Cortesia
de wikipedia e jdact
«(…)
Comprei flores, frutos, caminhei a esmo. Ser
aposentado e ser um rebotalho parece quase a mesma coisa. A palavra me
congelava. Espantava-me a extensão dos meus lazeres. Estava errada. O tempo, às
vezes, parece custar a passar mas eu me arranjo. E que prazer viver sem
obedecer a ordens, sem constrangimento! Há ocasiões em que me assombro.
Lembro-me do primeiro posto, de minha primeira classe, as folhas mortas que
rangiam sob os passos no outono provinciano. Então, o dia da reforma, distante
de mim um lapso de tempo duas vezes mais longo ou quase, que minha vida
anterior, me parecia irreal como a própria morte. E eis que há um ano ele
chegou. Passei outras barreiras, porém fluidas. Esta tem a rigidez de uma
cortina de aço. Voltei e me sentei à minha mesa: sem trabalho,
mesmo esta alegre manhã me pareceria insípida. Lá pelas 13 horas parei e fui
pôr a mesa na cozinha: igualzinha à cozinha de minha avó em Milly, gostaria de
rever Milly, com sua mesa de quinta, os seus cobres, seus bancos, o tecto com
as vigas descobertas. Só que há um fogão a gás em lugar do grande fogão a lenha
com forno, e um frigorífico elétric. (Em que ano apareceram as primeiras frigidaires
na França? Comprei a minha há dez anos, mas já era
um artigo comum. Quando? Antes da guerra? Logo depois? Eis aí uma das coisas
que não me lembro). André chegou tarde. Tinha-me prevenido que, ao sair do
laboratório, tomaria parte numa reunião sobre a force de frappe. Perguntei: foi bem? Acertámos um novo manifesto. Mas não tenho ilusões. Não terá mais
repercussão que os outros. Os franceses estão pouco ligando. Para a force de frappe,
para a bomba atómica, para tudo, em geral. Às vezes
me dá vontade de… Ir para Cuba, ou Mali. Positivamente, eu sonho. Lá,
poderíamos ser úteis. V não poderia mais trabalhar. Não seria uma grande
desgraça. Coloquei sobre a mesa a salada, o presunto, o queijo, as frutas.
Está
assim tão descorçoado? Não é a primeira vez que não contornam os
acontecimentos... Não. Então? V não quer compreender. Com frequência, ele me
repete que, presentemente, todas as ideias novas vêm dos seus colaboradores,
que está muito velho para inventar: não o creio. Minha última descoberta foi há
quinze anos. Quinze anos… Nenhum período sáfaro atravessado durou tanto tempo.
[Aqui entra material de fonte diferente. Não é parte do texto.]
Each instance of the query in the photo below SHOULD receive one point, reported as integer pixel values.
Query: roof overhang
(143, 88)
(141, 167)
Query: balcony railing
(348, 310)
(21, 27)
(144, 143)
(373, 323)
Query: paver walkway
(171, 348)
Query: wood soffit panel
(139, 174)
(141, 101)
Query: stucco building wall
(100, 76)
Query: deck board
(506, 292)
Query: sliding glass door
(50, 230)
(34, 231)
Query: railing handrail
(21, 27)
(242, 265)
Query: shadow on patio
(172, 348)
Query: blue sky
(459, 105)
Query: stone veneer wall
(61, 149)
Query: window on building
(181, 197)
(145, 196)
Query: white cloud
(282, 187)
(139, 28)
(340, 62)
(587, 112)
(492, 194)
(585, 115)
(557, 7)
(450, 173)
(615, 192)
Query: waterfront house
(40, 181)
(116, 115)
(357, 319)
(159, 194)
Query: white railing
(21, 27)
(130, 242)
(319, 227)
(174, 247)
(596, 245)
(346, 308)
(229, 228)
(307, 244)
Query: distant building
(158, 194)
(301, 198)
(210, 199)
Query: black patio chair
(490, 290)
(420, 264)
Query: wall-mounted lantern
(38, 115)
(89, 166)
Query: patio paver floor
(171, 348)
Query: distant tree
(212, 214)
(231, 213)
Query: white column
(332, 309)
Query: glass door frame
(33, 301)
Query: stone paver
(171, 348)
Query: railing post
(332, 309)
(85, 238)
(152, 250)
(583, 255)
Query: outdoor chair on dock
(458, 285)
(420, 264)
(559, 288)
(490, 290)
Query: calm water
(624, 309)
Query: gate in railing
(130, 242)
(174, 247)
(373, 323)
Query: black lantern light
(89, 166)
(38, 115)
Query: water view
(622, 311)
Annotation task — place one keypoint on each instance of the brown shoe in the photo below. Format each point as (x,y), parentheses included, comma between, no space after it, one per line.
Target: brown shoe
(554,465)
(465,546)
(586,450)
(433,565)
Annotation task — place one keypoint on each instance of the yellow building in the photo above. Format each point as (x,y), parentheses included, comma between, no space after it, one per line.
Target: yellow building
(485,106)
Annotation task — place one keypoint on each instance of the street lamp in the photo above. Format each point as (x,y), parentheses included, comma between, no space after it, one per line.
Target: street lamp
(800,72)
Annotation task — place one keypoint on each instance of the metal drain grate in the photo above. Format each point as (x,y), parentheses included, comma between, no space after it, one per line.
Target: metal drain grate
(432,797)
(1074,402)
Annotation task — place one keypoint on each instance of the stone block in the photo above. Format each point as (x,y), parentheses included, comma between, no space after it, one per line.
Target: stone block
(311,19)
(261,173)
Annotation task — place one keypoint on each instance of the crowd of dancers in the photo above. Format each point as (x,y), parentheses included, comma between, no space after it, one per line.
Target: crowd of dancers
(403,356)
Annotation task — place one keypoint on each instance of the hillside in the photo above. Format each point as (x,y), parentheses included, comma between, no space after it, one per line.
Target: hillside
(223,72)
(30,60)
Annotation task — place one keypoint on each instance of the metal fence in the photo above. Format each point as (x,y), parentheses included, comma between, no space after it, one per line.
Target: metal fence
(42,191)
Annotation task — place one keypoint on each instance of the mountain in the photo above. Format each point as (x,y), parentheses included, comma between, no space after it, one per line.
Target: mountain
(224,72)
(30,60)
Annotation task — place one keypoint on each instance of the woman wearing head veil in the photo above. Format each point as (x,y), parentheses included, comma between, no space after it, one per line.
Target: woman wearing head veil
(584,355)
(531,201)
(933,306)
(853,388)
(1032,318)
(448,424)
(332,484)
Mas no ponto em que chegou, sem dúvida, tem necessidade de uma pausa para
encontrar nova inspiração. Penso nos versos de Valéry:
Cada átomo de silêncio
É oportuno ao fruto maduro.
Desta
lenta gestação, vão nascer inesperados frutos. Não terminou a aventura da qual
participei apaixonadamente: a dúvida, os reveses, o aborrecimento, marcar
passo, em seguida a luz entrevista, uma esperança, uma hipótese confirmada. Depois
de semanas e de meses de ansiosa paciência, a embriaguez do êxito. Não
compreendia bem os trabalhos de André mas a minha confiança cabeçuda fortalecia
a sua. Ela permanece intacta. Mas por que não posso mais transmiti-la? Eu me
recuso a crer que não verei jamais brilhar nos seus olhos a alegria febril da
descoberta. Disse: nada prova que V não terá uma segunda inspiração. Não. Na
minha idade temos hábitos que travam a invenção. Cada ano que passa fico mais
ignorante. Tornaremos a tocar no assunto daqui a dez anos. Aos setenta anos, talvez,
fará a sua maior descoberta. Isso é bem o seu optimismo! Garanto-lhe que não. É
bem o seu pessimismo! Rimos. Entretanto, não há do que rir. O derrotismo de
André não tem fundamento, desta feita ele carece de rigor. Sim, Freud escreveu numa
das suas cartas que numa certa idade não se inventa mais nada e isso é
desolador. Mas ele era, então, muito mais velho que André. Não importa.
Injustificada embora, essa melancolia não me entristece menos. Se André se
entrega é que, de um modo geral, ele está em crise». In Simone
Beauvoir, A Mulher Desiludida, La Femme Rompue, 1967/1968, Editora Nova
Fronteira, Difusão Europeia do Livro, 2015, Wikipedia.